A space for reflection is always a necessity in a world that is changing, perhaps too rapidly. However, the conference held in Madrid demonstrated the difficulty of an honest dialogue on fundamental issues such as those discussed at the conference.
Today we are witnessing a sort of competition for power, in which ideologies of one or the other sign fight for the space of power and in which, at the same time, the consequences of a loss of the sense of the common good in all spheres of human life are evident.
There is no doubt that the foundations of any social system: the family and education, are going through difficult times in our society.
On the one hand, the lack of institutional support to the family was bluntly denounced by the journalist Ana Iris SimónHe was a very clear statement when he said that there is a part of society that talks about the family but does not work so that families can exist. There is nothing so that "we young people can build a biography that allows us to have a family"..
Education, on the other hand, has gone from being a key element of social development to a mere "sweet tool" for politicians, manifested in continuous changes in legislation that lead, on the one hand, to a practical indifference of teachers to these legislations and, on the other hand, to the creation of a fictitious war between public, private and subsidized educational options that ends in the reduction of rights and freedoms for families.
From the lack of solidity of this social base, we can glean those problems that were highlighted during the round tables that took place at the recent meeting of the Paul VI Foundation.
The lack of employment and of training adequacy to the labor market, the political polarization that is locked in resolving the life of the parties and not of the citizens; or the consideration of democracy as a kind of supreme religion that we see, all too often, subjected to the vagaries of the laws of propaganda and not to the search for the common good, were some of the realities that, in one way or another, were referring, throughout these reflections, to the absence of a common space of non-negotiable principles such as the dignity of the human being or the fundamental rights that are the foundation of any society.
As a result, the future is, to say the least, uncertain. Perhaps for this reason, the table dedicated to the expectations of today's youth was one of the most critical and accurate in the analysis of this generation "anxious for principles and values" that attaches great value to the securities they have not been able to have: a home, family stability, a job....
The coming generation is the generation that "comes back" from the myth of life without ties and, as Diego Garrocho pointed out, postmodernity has gone from being relativistic to being fundamentalist.
A polarization of the positions that can contribute little in the public space and that has the danger of distancing its defenders from the enrichment and the need for dialogue, based on the basic principles of human dignity.

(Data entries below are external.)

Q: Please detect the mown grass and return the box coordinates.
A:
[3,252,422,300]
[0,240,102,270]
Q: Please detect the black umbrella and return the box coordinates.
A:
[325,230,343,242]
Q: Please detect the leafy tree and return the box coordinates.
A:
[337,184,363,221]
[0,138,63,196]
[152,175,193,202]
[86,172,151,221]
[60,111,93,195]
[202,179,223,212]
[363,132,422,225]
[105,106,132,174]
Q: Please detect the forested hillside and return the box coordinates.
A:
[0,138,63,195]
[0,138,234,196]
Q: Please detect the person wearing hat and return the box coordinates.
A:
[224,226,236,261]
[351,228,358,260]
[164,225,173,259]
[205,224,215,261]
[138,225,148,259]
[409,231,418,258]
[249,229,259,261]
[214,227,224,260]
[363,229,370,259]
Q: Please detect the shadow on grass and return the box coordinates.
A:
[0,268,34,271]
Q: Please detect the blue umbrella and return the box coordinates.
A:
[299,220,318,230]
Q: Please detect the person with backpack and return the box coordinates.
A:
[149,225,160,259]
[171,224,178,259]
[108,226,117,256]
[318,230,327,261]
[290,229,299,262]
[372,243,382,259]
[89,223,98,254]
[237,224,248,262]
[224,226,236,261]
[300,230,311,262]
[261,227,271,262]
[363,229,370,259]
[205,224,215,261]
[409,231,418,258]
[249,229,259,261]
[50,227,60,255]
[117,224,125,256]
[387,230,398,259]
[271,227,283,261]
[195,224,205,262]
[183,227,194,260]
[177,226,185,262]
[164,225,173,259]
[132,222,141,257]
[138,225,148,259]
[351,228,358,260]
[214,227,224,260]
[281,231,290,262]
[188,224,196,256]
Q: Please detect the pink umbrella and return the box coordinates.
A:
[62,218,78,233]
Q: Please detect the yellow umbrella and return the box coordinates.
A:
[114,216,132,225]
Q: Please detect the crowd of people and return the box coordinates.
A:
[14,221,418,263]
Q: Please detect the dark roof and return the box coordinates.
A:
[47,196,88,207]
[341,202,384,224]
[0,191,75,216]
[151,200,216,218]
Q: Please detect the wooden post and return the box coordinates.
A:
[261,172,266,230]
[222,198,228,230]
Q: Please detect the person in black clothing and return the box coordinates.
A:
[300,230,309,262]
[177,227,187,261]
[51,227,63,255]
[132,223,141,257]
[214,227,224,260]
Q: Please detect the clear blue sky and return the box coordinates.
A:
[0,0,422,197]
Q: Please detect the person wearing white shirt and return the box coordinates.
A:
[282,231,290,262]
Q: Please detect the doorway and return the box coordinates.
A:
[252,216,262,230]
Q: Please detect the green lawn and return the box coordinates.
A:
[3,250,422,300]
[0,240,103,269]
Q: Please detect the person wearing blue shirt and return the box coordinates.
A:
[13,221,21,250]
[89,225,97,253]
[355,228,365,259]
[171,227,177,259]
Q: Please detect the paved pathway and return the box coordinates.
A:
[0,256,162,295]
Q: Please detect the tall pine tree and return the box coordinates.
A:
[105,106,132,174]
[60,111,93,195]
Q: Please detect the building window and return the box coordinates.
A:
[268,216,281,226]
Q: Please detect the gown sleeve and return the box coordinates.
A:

For this reason, and although it went more unnoticed than other issues, the denunciation by the president of the Spanish Episcopal Conference of the silencing of the Catholic proposal by the ".thriving ideologies of the moment".The "in particular on four points: the Catholic vision of the human being, sexual morality, the identity and mission of women in society and the defense of the family formed by marriage between a man and a woman" leads, in fact, to a serious error and a serious loss in the plurality and openness of social dialogue and in the construction of a common future.
In this inscrutable future, in which possible and impossible scenarios seem to go hand in hand, the voice of Catholics has the challenge, in the words of Jesús Avezuela, Director General of the Paul VI Foundation, to "to provide answers and offer solutions, generating an enabling environment that will help us build a current program, while being respectful of everyone's choices".